020 7242 4986 or  0333 240 0591 London  |  Birmingham  |  Cardiff
News

To be a designated heritage asset, or not to be a designated heritage asset, that is the question

What is the proper approach to a non-designated heritage asset ("NDHA") located in a Conservation Area? That was the issue in Dorothy Bohm v SSCLG [2017] EWHC 3217 (Admin), a challenge to an Inspector's decision to grant planning permission for the demolition and rebuilding of a dwelling house in the Hampstead Conservation Area in London.

Although not a listed building, the existing dwelling (which would be lost in its entirety) made a positive contribution to the Conservation Area and was identified to be a NDHA in its own right (being of local architectural interest).

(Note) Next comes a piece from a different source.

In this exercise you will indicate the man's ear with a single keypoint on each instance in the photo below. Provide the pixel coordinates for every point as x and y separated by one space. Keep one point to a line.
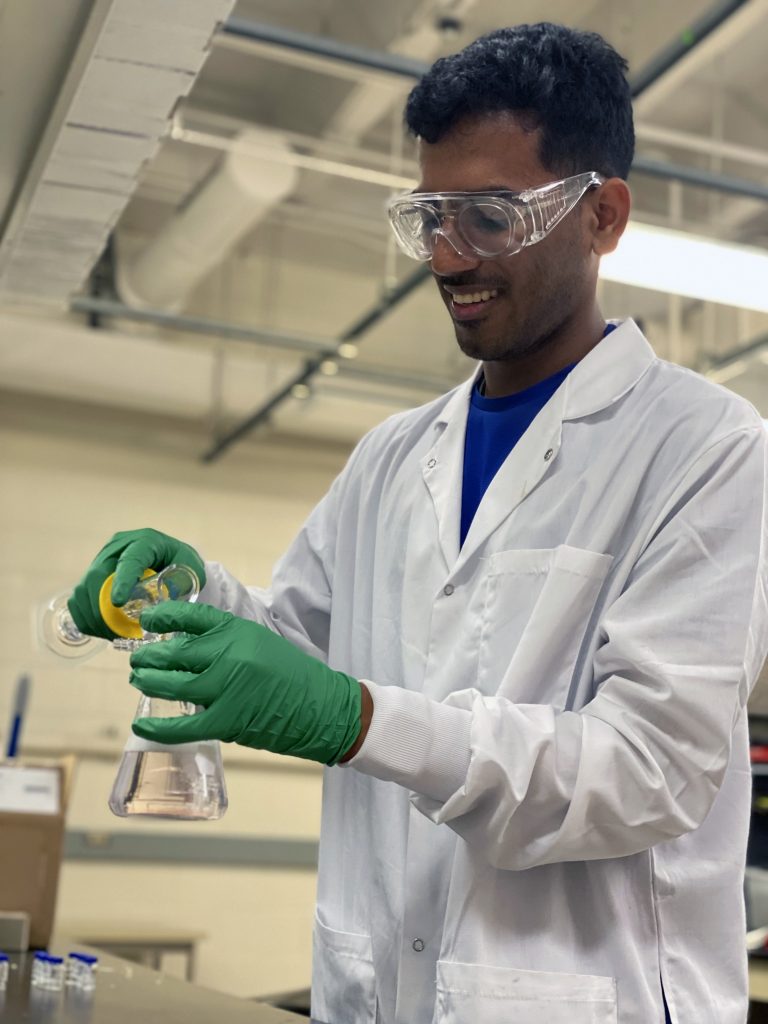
610 207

The question arose as to how s. 72 of the Planning (Listed Buildings and Conservation Areas) Act 1990 and paragraphs 132-135 of the NPPF applied to the application.

So far as the impact on the Conservation Area was concerned, the Court held that even though the existing building made a positive contribution to it and would be completely lost, this did not mean that the Conservation Area would inevitably be harmed, as suggested by the Claimant. The Inspector was required to make a judgment based on the entire proposal before her, not just the loss of the existing building. As the replacement dwelling would, in the Inspector's judgment, be of an acceptable design which would preserve the character of the Conservation Area, no harm to the Conservation Area would arise (and thus the strong statutory presumption against development causing harm to a Conservation Area was of no consequence for the application).

As for the fact that the existing building was itself a NDHA, the Inspector was obliged to apply the policy test in paragraph 135 of the NPPF. Unlike paragraphs 132-134 in relation to designated heritage assets, which are concerned solely with the effect of the application on the asset itself, paragraph 135 calls for the weighing of the application as a whole (including what would replace the NDHA). Further, unlike paragraphs 132-134, which impose a presumption against the grant of permission which would cause harm to a heritage asset, paragraph 135 merely requires a balanced judgement to be made by the decision maker. Unlike paragraphs 132-134, paragraph 135 does not seek to prescribe how that balance should be undertaken, or what weight should be given to any particular matter. The Court held that the Inspector had not fallen into error in her approach to paragraph 135.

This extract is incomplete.